The Alternative Spring Break trip was designed to "introduce students to a new culture and offer a unique volunteer experience," Budek said.
This was the second year the program went to the Monte Cristi province in the Dominican Republic.
UB students worked in collaboration with Outreach 60, an established volunteer organization with strong footholds in Nicaragua and Dominican Republic, according to outreach.org.
The organization allowed college students - including UB students - to use its headquarters stationed in Monte Cristi as shelter for long-term volunteering. Outreach360 also provided daily meals.
Participants spent the week teaching English to children in the community, Budek said.While Outreach volunteers assisted students teaching, sophomore pharmacy major Andrew Wilsey, was surprised at the hands-off approach of the veteran volunteers.
"I was a little taken back because I thought that we would be helping someone [teach], but we were actually the teachers," Wilsey said. "One of the commandments for us to follow was: You are Outreach360. We weren't supposed to think that the outreach volunteers had more of a priority over us or that they were the real teachers."
According to LaPlaca, students had to walk three miles to the learning camps, where children would begin pouring in at 9 a.m. The age of the children attending the camps ranged from 5 to 12 years old.
Some children who didn't fit into the age requirement tried to sneak into the camp, LaPlaca said. Volunteers always let them in.
For Anokhi Patel, a sophomore biology major, the greatest part of teaching was the children's enthusiasm to learn. She said she could see the eagerness on their faces.
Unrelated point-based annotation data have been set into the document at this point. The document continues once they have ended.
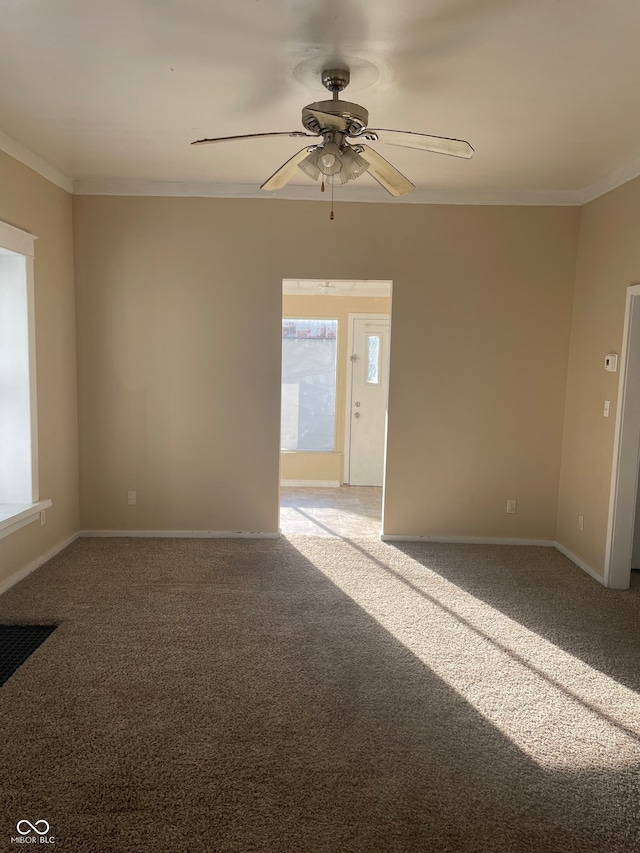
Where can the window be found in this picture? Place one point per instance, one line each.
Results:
(19, 502)
(309, 355)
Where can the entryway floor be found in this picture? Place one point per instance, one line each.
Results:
(347, 512)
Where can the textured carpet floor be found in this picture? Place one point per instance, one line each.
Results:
(321, 696)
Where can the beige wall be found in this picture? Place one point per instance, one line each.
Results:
(328, 466)
(608, 262)
(33, 204)
(179, 306)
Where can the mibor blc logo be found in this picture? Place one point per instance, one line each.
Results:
(33, 833)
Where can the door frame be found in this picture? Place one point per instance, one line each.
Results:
(349, 391)
(626, 452)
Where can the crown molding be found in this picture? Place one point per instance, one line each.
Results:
(194, 189)
(37, 164)
(353, 193)
(610, 182)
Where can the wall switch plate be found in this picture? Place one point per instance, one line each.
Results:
(611, 362)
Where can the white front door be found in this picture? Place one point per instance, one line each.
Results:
(366, 415)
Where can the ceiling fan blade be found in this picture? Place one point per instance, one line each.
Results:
(407, 139)
(283, 175)
(328, 120)
(252, 136)
(385, 174)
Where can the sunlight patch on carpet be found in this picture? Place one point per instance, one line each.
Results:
(558, 710)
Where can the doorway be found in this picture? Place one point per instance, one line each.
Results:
(324, 324)
(623, 504)
(367, 393)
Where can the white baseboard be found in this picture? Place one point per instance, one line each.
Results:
(179, 534)
(465, 540)
(580, 563)
(329, 484)
(21, 574)
(480, 540)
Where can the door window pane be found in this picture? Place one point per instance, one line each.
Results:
(309, 350)
(373, 359)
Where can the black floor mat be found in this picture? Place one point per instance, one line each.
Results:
(17, 642)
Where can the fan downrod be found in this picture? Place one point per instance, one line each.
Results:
(335, 79)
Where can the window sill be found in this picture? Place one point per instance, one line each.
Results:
(15, 516)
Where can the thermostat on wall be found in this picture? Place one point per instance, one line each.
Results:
(611, 362)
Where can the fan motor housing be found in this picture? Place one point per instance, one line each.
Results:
(355, 116)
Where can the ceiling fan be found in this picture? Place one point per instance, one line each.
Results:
(339, 153)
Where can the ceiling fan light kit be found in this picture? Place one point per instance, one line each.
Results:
(339, 130)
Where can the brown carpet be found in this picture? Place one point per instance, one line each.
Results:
(321, 696)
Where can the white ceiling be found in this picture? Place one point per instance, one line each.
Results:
(109, 95)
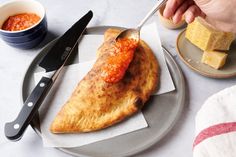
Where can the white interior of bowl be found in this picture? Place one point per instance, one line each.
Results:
(20, 6)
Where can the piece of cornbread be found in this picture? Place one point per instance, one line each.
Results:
(214, 59)
(206, 37)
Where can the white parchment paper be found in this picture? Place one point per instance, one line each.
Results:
(72, 74)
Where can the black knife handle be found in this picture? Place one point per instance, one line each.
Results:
(14, 130)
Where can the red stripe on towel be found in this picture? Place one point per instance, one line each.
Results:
(214, 131)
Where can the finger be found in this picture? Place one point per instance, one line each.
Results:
(181, 10)
(192, 12)
(171, 7)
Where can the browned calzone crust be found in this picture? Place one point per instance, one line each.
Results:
(96, 104)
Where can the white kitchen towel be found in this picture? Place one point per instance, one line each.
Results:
(216, 126)
(68, 80)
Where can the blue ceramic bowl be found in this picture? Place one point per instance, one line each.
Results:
(30, 37)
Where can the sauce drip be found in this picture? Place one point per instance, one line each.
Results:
(121, 55)
(20, 22)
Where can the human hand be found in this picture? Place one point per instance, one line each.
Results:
(219, 13)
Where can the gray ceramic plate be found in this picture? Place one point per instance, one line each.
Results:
(161, 113)
(191, 56)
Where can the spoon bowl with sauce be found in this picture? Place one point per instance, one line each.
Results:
(23, 23)
(134, 33)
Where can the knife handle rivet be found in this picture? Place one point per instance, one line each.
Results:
(30, 104)
(42, 84)
(16, 126)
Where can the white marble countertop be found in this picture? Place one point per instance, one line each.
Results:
(61, 15)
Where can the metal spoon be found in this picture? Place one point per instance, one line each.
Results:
(134, 33)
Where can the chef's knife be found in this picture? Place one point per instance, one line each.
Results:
(54, 60)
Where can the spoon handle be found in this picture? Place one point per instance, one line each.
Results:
(151, 12)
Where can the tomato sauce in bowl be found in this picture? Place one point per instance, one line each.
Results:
(20, 22)
(121, 55)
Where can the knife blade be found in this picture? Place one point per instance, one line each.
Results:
(54, 60)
The children showed massive improvements near the end of the week, according to Wilsey. Instead of simply repeating words they heard from the students, the children were able to speak English words without knowing the spelling or someone saying it first. He believes the children's energy and drive to learn contributed to their improvement more than anything else. He believes it will continue to do so in the children's future.
A normal day started with a camp circle of songs. The volunteers would break up into stations - arts and crafts, vocabulary, literacy, recreation and conversations - and then the children were divided into groups that depended on age and gender, according to Wilsey. Props, books, games and repetition drills were used to motivate the children and to help make learning English easier.
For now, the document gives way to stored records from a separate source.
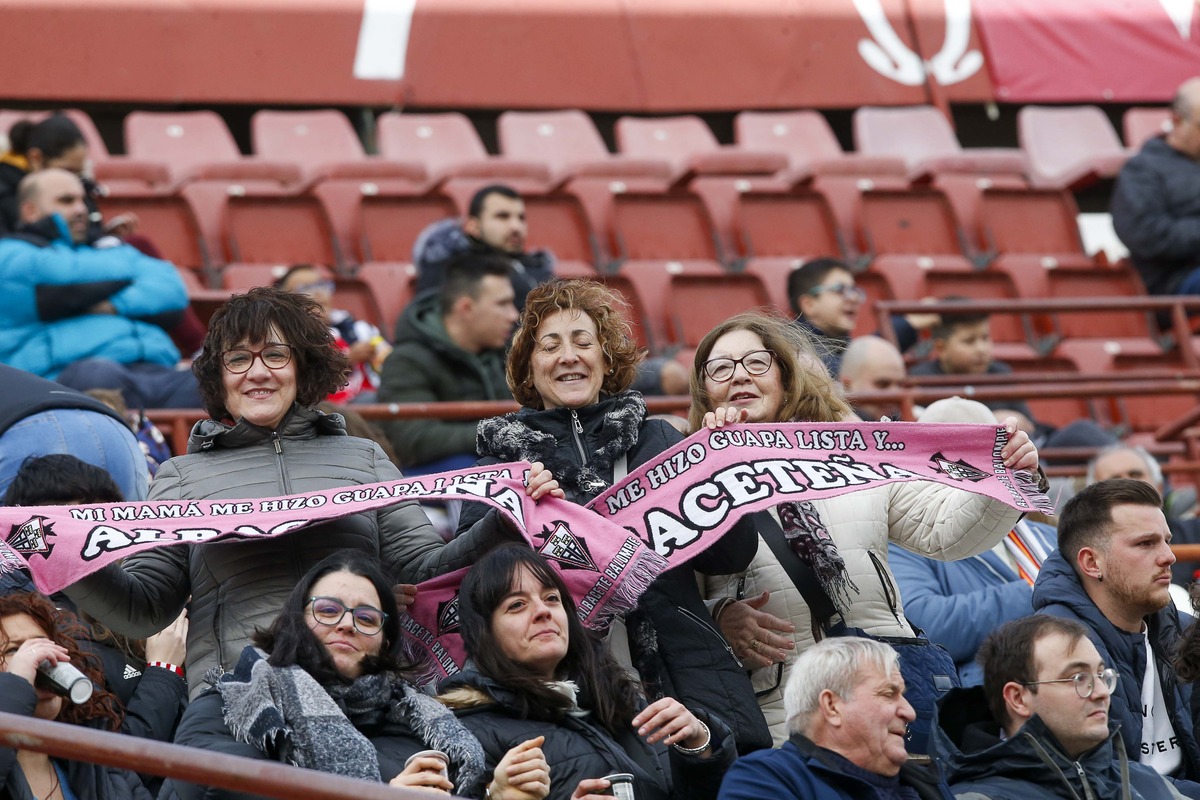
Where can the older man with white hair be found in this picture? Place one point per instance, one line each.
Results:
(847, 719)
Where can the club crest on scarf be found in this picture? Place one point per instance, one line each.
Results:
(33, 537)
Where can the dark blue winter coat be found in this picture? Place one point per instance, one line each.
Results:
(958, 603)
(1057, 591)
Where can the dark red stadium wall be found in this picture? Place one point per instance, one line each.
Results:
(629, 55)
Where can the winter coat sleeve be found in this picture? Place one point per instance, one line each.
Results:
(409, 546)
(958, 620)
(147, 591)
(943, 522)
(1143, 220)
(203, 727)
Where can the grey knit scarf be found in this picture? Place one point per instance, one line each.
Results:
(285, 713)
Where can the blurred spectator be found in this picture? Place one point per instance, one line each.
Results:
(1111, 572)
(359, 340)
(847, 720)
(535, 672)
(1039, 727)
(90, 318)
(826, 302)
(450, 347)
(268, 360)
(1126, 461)
(963, 347)
(40, 416)
(873, 364)
(33, 631)
(325, 687)
(958, 603)
(147, 677)
(1156, 208)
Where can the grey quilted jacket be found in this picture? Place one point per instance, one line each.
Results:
(239, 585)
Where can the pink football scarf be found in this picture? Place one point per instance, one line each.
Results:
(659, 516)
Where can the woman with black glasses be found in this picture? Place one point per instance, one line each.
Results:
(268, 360)
(324, 687)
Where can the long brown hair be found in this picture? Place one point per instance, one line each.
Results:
(809, 394)
(65, 629)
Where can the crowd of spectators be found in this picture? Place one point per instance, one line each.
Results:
(760, 668)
In the Dominican Republic, parents usually prefer their child work with them by going to the farm and bringing in money. It's the kids who choose to come to school, Wilsey said. Some walk up to 10 miles to get an education.
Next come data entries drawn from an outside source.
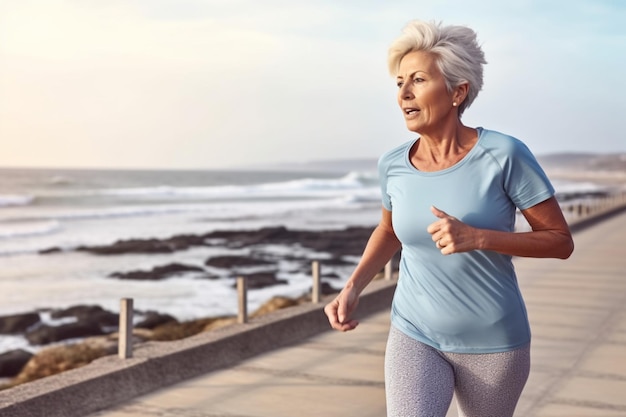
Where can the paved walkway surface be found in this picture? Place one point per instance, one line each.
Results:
(577, 310)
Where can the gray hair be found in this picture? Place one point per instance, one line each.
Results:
(458, 54)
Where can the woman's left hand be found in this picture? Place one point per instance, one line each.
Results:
(450, 234)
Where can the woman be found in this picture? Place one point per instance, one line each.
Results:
(458, 321)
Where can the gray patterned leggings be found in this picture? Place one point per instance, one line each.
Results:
(420, 380)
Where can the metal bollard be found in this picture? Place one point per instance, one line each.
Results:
(242, 296)
(125, 340)
(316, 291)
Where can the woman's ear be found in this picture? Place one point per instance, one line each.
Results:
(460, 93)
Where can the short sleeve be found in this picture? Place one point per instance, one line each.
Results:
(383, 169)
(525, 182)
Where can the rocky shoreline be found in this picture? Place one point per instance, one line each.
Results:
(75, 336)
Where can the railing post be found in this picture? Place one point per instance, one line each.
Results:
(125, 340)
(242, 296)
(388, 271)
(316, 291)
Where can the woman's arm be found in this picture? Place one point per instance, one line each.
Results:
(381, 246)
(550, 236)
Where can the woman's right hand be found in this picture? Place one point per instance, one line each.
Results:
(341, 308)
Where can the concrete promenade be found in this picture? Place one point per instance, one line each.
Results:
(577, 310)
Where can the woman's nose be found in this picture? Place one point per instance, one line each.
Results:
(405, 92)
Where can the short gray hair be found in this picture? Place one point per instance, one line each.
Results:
(458, 54)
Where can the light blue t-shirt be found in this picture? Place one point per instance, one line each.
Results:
(465, 302)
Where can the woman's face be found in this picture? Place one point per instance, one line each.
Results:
(423, 97)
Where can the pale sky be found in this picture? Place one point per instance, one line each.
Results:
(240, 83)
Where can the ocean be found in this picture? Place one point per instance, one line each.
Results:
(53, 208)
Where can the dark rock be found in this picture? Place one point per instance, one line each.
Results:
(175, 243)
(17, 323)
(230, 261)
(157, 273)
(154, 319)
(12, 362)
(88, 313)
(50, 250)
(48, 334)
(262, 280)
(349, 241)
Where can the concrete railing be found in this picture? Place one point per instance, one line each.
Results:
(125, 340)
(584, 213)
"Just think about when you went to high school," Wilsey said. "There was never, 'Can I go to school?' It was always, 'Can I please stay in?' or something like that. It was just amazing to see how driven these kids are at 5, 6 and 7 years old."
Like many students who went on the trip, LaPlaca enjoyed the teaching experience and wants to pursue it as a career. She dreams of teaching English as a second language to children all over the world.
According to LaPlaca, going to the Dominican Republic to help teach children English has only motivated her more to work toward fulfilling her goal. She believes all students benefit from volunteering abroad.
"I really think this is something everyone should do," LaPlaca said. "You really just need to know what it is to serve and to experience a different culture and a different mentality; everyone needs to take a step out of their own life for a little bit."